Whenever you participate in conversation about important topics, try to be completely relaxed. A peaceful state of mind is crucial for successful interactions with others. Why? Stress interferes with the mechanism that controls language and perception. If you're stressed, you won't be able toproperly carry on a good conversation, and you won't be able to accurately perceive what the other person is saying. Under stress, cortisol, adrenalin, and other stress hormones change the physiology of the normal functions of the body by decreasing the activity of the frontal lobe, tightening the facial muscles, changing the tone of the voice, and increasing irritability and frustration. Simply put, when you're stressed, you're not really you. "Someone else" is speaking on your behalf.

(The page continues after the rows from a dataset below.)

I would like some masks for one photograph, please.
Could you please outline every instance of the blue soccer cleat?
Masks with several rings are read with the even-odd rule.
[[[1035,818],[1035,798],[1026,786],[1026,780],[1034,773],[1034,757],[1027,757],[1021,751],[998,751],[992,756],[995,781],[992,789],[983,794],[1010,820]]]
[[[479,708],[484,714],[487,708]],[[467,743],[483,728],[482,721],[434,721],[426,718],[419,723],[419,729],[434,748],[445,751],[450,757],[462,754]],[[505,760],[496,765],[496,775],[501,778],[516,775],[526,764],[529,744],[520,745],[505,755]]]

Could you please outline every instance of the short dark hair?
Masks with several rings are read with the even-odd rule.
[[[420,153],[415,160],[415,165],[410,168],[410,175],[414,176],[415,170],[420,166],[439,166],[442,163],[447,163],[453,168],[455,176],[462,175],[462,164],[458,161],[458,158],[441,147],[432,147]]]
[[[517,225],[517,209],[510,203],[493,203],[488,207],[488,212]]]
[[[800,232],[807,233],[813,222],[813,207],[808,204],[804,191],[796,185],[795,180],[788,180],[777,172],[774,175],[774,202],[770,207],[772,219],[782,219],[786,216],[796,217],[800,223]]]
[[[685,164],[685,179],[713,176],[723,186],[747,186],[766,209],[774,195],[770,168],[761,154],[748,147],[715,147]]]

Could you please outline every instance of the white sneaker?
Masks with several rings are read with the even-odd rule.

Try to speak briefly, while using short, clear sentences. You're a good communicator if you can express yourself within the shortest possible amount of time. The longer you speak, the less the other person will remember what you've said! What you say goes directly into your short term-memory, which has a limited capacity to store information for longer periods of time. Your long-term memory is nearly unlimited, but not your short-term memory.

If you're angry, it's best not to become involved in a serious conversation. Wait for a better time to express your concern or disagreement. Anger is very tricky, and I'll tell you why: It damages your brain and numbs your rational mind. Now you know why anger rarely works, and why not expressing your anger during a conversation is a good idea. An angry voice, rapid breathing, uncontrolled speech, and irrational decisions will not give you an advantage: Anger shuts down the function of the frontal lobe, the place where your logic center is located.

Expressing anger is a bad idea, but not expressing it is also harmful. Repressed and unconscious anger causes the flow of stress hormones, thereby damaging the part of the brain that is in charge of your emotional centre.

Okay…we've established the fact that expressing anger is not good, and that not expressing it may be even worse. What are you to do? Well, try not to become angry in the first place, especially when you need to take part in an important conversation. I know…it's easier said than done, but you can teach yourself how to control anger: It's worth a try if you want to protect your brain from all the damage that anger can cause.

Watch your spontaneous, uncontrolled language, especially during high-tension conversations. Keep your censorship at a high level if you want to solve the problem. A single word can destroy an entire conversation in a second. Be careful in how you express yourself. Words are very powerful tools: Do not underestimate their power.